Background: Personality traits, namely higher neuroticism and lower conscientiousness, are predictive of dementia, although the complex relationship has yet to be fully explained. With >60 years of prospectively collected data, the Wisconsin Longitudinal Study (WLS) provides a unique opportunity to thoroughly evaluate this association in a population-based randomly selected cohort. Using a gold-standard diagnostic approach to characterize dementia prevalence, we leverage life course WLS data to examine the association between mid-life personality traits and late-life dementia risk.

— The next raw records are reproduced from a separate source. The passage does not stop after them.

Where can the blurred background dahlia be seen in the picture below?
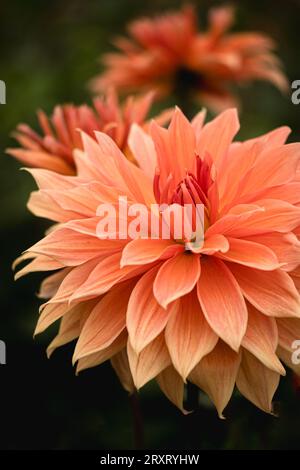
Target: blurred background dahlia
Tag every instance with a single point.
(50, 63)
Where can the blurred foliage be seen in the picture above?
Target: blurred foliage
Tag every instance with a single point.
(49, 51)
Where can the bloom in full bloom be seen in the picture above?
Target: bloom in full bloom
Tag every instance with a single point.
(54, 149)
(220, 315)
(168, 54)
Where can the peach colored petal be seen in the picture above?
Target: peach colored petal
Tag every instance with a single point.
(261, 339)
(286, 247)
(70, 327)
(38, 263)
(176, 277)
(188, 336)
(216, 137)
(272, 293)
(222, 302)
(51, 284)
(145, 317)
(182, 140)
(148, 363)
(141, 251)
(120, 365)
(71, 248)
(106, 274)
(95, 359)
(172, 386)
(143, 149)
(105, 323)
(250, 254)
(216, 375)
(41, 159)
(288, 332)
(256, 382)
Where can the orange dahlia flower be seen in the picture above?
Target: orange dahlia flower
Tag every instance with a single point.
(168, 54)
(220, 314)
(54, 149)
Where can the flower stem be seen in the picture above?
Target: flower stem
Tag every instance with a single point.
(137, 420)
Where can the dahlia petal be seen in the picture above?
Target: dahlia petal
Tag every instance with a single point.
(286, 247)
(216, 136)
(222, 302)
(216, 375)
(214, 244)
(250, 254)
(105, 323)
(138, 183)
(101, 156)
(176, 277)
(276, 216)
(256, 382)
(197, 123)
(271, 215)
(145, 317)
(273, 167)
(46, 179)
(143, 149)
(272, 293)
(51, 284)
(188, 336)
(38, 263)
(286, 357)
(73, 280)
(41, 159)
(120, 365)
(261, 339)
(141, 251)
(71, 248)
(172, 386)
(70, 327)
(288, 332)
(289, 192)
(95, 359)
(148, 363)
(104, 276)
(42, 204)
(182, 139)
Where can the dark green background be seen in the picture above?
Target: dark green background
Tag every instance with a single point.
(49, 51)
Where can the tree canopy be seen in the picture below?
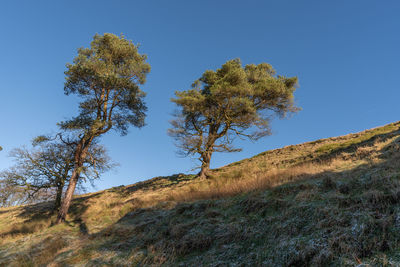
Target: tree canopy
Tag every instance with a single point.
(233, 101)
(106, 76)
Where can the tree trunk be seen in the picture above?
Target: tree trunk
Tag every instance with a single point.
(57, 203)
(62, 213)
(205, 165)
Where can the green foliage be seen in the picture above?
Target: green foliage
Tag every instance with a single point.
(233, 101)
(106, 76)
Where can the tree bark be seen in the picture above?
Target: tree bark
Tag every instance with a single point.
(62, 213)
(57, 203)
(205, 166)
(80, 155)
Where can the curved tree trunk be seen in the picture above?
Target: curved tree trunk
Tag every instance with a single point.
(62, 213)
(57, 203)
(80, 155)
(205, 166)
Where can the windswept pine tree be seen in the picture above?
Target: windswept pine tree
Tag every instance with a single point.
(106, 76)
(233, 101)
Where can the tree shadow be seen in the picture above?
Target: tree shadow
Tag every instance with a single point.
(368, 194)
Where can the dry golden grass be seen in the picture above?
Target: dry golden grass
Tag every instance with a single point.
(96, 218)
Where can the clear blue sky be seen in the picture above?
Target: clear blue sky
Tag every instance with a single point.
(345, 53)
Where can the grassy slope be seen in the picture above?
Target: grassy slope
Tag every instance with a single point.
(332, 202)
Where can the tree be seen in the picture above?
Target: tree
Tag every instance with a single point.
(42, 172)
(107, 77)
(233, 101)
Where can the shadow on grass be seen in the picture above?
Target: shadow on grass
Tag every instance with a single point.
(321, 219)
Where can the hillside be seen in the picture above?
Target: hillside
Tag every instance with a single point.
(331, 202)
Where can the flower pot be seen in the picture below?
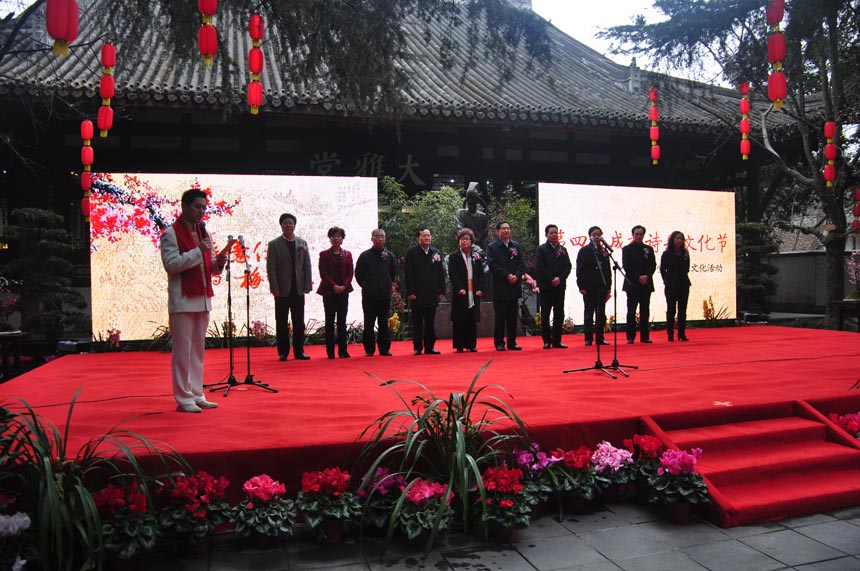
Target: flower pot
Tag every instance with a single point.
(679, 512)
(332, 531)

Method: Big Five personality traits (neuroticism, conscientiousness, openness, extraversion, and agreeableness) were prospectively measured in 1993-94 at mid-life (ages 54-55). Cognitive status was determined in late-life starting in 2020 (age 81) using a two-phased approach. Participants were first screened via the Telephone Interview for Cognitive Status (TICS-m), with those scoring below cutoff (≤28) selected for additional comprehensive medical and cognitive assessment reviewed by a multi-disciplinary clinician consensus panel to determine dementia diagnosis. To evaluate the association between midlife personality traits and late-life all-cause dementia risk, we performed a binary logistic regression controlling for age, sex, ApolipoproteinE-4 (ApoE-4) status, adolescent IQ, education, comprehensive smoking history, and lifetime burden of systemic health factors (hypertension, diabetes, stroke, heart disease).

Result: 3765 WLS participants were included in analyses. The overall logistic regression model was statistically significant (Chi(14) = 207.52, p<0.001), explaining 12.3% of the variance in dementia outcome. Each unit increase in mid-life conscientiousness corresponded to a 4.5% decrease in the odds of late-life dementia (OR = 0.955 [95% CI: 0.926-0.985], p = 0.003), while the remaining four personality factors were not predictive of dementia risk.

Conclusion: Using a longitudinal population-based cohort, we find that lower mid-life conscientiousness increases risk for dementia in late-life, and conversely, higher mid-life conscientiousness is protective for late-life dementia. Although prior research suggests higher neuroticism is also associated with dementia outcomes, our data did not support this finding. Future work should explore potential pathways and mechanisms by which personality traits affect cognition and neurodegenerative disease risk, including the possible mediating role of personality-associated health behaviors.